Why not use a human recording?
I like the Russian course so far, but one thing that disappoints me is their choice to use a TTS instead of a human voice.
The first problem with the TTS is that it doesn't always produce the correct sound. It pronounces things too literally or stresses the wrong syllable. This hurts because for many learners the TTS is the first thing they hear, so the TTS teaches users a wrong accent that later needs to be unlearned. This hurts for Russian in particular since this is a language that is already hard to pronounce for people whose native language is a West-European one. It even leads to confusing about the real pronuncation as can be observed in this discussion.
I don't think the costs of letting a human speak are much of a problem. The Ukrainian course managed to incorporate a very nice human voice in their course. Also many of the Russian words have even already been recorded by course moderator Shady_arc on forvo.com and could have been incorporated in the course directly. It might even have saved some time, because seemingly it took about a month to even buy this TTS, enough time to do all the necessary voice recordings.
The thing that bothers me the most, is that a TTS seems to be the default. Seemingly, the only reason Esperanto, Irish and Ukrainian are using a human voice is because they couldn't find a half-decent TTS. In my opinion this should really be the other way around. Courses should have a human voice by default and only use a TTS as a fallback option.
Duolingo prefers not to use human voices wherever possible. Text-to-Speech solutions are better scalable and way cheaper. By the way, the Russian course has more than 60–70 hours of audio, including words and turtle-speed pronunciation. That would sure take quite some time recording. This is the reason the voiceover is quite limited in the courses that use real speakers.
Thank you for your response. The tree that you and your team created is indeed quite huge.
For the costs, I think storage of 70 hours of audio is doable within 1GB, bandwidth costs would probably be about the same as with a TTS, so I imagine most of the costs to be in the actual recording of the audio.
I can imagine that it's painful to change sentences after the recordings have taken place. It would probably require some person to do new recordings once a week of newly and changed sentences which would have to be disabled in the meantime. I don't know how this is handled by other courses.
I think turtle speed can still be done with a human voice automatically by just playing it slower and normalising the pitch. Personally, I try to get rid of the turtle-speed pronunciation as soon as possible anyway, so even if done by hand it might only be needed for the first couple of lessons.
Thanks again for creating this course, by the way.
how about you learn how to say "я разочаровывающий" to work this frustration out of your system. by the time you learn how to say it, you won't be worrying so much about the tts. the russian sound system is actually pretty simple. it's not difficult because of the individual sounds, but because of the way they're put together into these absurdly long words. i swear, the average length of a russian word is 5 syllables.

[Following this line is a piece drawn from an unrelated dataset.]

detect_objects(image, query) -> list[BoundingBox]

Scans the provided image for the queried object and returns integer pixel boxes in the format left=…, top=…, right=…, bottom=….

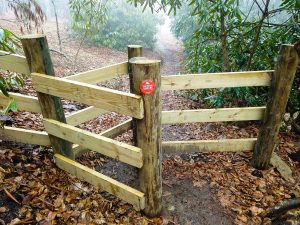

Well if they were to use a human voice it may be best to either have someone who has a voice that is fairly neutral between masculine and feminine sounding if possible. Otherwise alternative between male and female. Why I say this is because its not always easy to figure out how to pronounce something if your own voice is fairly different from a speaker as that makes yourself unsure if you are doing an accent or doing an impression of someone instead. I am not sure if its my imagination but Russia males and females sound pretty different to me in how they talk. Is it just me?
A real human recorded voice would be awesome, but they would have to record it for pretty much every sentence not every word, as I am sure the TTS uses a database of multiple recordings for each word and places the most appropriate word according to the joining words. Is is in order to make the sentence sound natural, either that or each word is recorded in a mural way without trying to express it. It would also take a long time, and these guys have already been working on the course for years, not sure if they would want to add human recorded voice. But I do agree that it would be better for the learner.
No. Sentences are weird because the structure is more important than the meaning, and strange/funny meanings are more likely to stick the structure in your brain while also allowing a greater density of vocabulary.
Automatic sentence generation is actually quite difficult and is not in any way appropriate for teaching a new language, since it will often produce incoherent results. Google "subreddit simulator" for an example.
Shady_arc provides audio for my memrise course here http://www.memrise.com/course/378212/duolingo-russian-full-audio/ Of course, it's not possible to include every sentence in the course, but it does help you know how to stress the words.
The audio on that course is brilliant but on here the benefits of the tts being available for every word outweigh that I think. I know I have found the courses without it far harder and find myself guessing at pronunciation even after finishing, wheras with tts I feel much more confident about that.
But the memrise course is a brilliant accompaniment to the duolingo course. Well done and thanks to both cherub and shady arc for all their work on it.
The Irish course uses a real human voice. While it sounds good, there is a problem with it: not all of the sentences and words are available to listen to.
The voice is okay. There are a few words that I've heard where I say "that doesn't sound the way that the Russians that I've listened to say it" but for the most part it's fine. I've said the same thing for some of the German words too, though.